To be responsible for success and failure in the most acute of ways — there’s nothing like that at a big company.
“You have to sell them on the experience they’re going to get,” Sudip Chakrabarti, partner at Madrona Venture Group, said during a panel discussion Thursday hosted by TiE Seattle at Create33 in Seattle. “Yes, you can go to Amazon. Or you can come to the startup and really own something holistically and really grow.”
Early-stage startups can’t compete on salary. It has to be about the mission and the opportunity.
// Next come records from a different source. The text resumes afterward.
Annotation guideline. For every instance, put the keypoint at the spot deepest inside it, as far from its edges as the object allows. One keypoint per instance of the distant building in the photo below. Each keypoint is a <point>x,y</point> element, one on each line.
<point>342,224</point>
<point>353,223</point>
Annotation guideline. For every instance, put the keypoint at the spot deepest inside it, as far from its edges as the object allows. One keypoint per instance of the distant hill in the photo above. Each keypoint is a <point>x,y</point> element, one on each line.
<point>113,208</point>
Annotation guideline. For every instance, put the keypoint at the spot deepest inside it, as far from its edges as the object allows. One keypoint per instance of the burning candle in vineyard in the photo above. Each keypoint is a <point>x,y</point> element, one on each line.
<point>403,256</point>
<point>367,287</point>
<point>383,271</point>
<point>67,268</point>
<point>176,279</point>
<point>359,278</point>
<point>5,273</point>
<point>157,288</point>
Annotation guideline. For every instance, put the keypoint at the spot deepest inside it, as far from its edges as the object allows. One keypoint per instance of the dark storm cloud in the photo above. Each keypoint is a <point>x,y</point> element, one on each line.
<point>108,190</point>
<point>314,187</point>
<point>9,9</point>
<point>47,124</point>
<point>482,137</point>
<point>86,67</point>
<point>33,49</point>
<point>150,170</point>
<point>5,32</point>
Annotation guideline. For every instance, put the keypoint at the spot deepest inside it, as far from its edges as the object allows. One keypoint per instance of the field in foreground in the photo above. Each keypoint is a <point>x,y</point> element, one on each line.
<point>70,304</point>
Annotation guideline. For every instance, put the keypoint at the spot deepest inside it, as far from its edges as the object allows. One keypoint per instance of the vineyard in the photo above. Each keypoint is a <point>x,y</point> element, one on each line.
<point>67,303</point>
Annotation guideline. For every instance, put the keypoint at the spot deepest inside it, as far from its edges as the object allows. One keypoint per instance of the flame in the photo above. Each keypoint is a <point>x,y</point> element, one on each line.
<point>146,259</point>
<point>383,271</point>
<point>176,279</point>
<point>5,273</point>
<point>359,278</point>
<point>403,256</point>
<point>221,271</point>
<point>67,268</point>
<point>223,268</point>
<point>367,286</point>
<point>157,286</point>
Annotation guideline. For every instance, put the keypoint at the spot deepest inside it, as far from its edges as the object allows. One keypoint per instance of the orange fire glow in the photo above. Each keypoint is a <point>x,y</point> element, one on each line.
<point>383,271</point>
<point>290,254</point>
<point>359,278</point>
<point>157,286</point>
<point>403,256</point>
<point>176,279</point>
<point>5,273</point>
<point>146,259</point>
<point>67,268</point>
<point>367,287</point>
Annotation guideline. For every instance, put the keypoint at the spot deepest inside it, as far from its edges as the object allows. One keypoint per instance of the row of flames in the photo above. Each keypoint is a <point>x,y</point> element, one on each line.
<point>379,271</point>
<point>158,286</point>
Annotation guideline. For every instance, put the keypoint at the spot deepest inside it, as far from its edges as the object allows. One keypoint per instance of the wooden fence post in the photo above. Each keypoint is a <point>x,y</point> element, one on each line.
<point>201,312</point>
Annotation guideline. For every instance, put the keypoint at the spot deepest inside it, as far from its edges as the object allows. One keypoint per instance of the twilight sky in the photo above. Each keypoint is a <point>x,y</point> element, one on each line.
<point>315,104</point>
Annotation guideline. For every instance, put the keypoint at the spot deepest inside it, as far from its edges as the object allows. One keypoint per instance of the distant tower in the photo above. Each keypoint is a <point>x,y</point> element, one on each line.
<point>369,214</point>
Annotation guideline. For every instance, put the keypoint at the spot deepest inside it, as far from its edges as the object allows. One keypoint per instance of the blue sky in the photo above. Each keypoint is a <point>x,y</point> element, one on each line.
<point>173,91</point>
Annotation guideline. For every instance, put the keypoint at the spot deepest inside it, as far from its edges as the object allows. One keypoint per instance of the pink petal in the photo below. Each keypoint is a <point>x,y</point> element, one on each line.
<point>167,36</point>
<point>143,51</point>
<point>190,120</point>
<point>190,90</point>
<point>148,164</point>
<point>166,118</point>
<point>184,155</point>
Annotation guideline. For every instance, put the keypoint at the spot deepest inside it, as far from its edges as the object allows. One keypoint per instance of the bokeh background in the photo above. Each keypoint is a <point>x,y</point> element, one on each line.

“To be responsible for success and failure in the most acute of ways — there’s nothing like that at a big company,” said Julie Sandler, managing director at Pioneer Square Labs. “Some of the best rising stars at startups in our portfolio just embrace the adrenaline and the risk and the uncertainty and the ownership that goes along with that — ownership in every sense of the word.”
There’s also a difference between starting something from scratch — “you have to be somewhat irrational and crazy to do it,” Chakrabarti said — or joining a company that already has some momentum.
“When you’re joining a rocket ship that has all the potential in the world, a relatively untapped market, sheer opportunities and value creation for your customer — to own a big part of that business is a really exciting thing,” Sandler said. “It’s something that you won’t find at Amazon and Microsoft or companies that are further along.”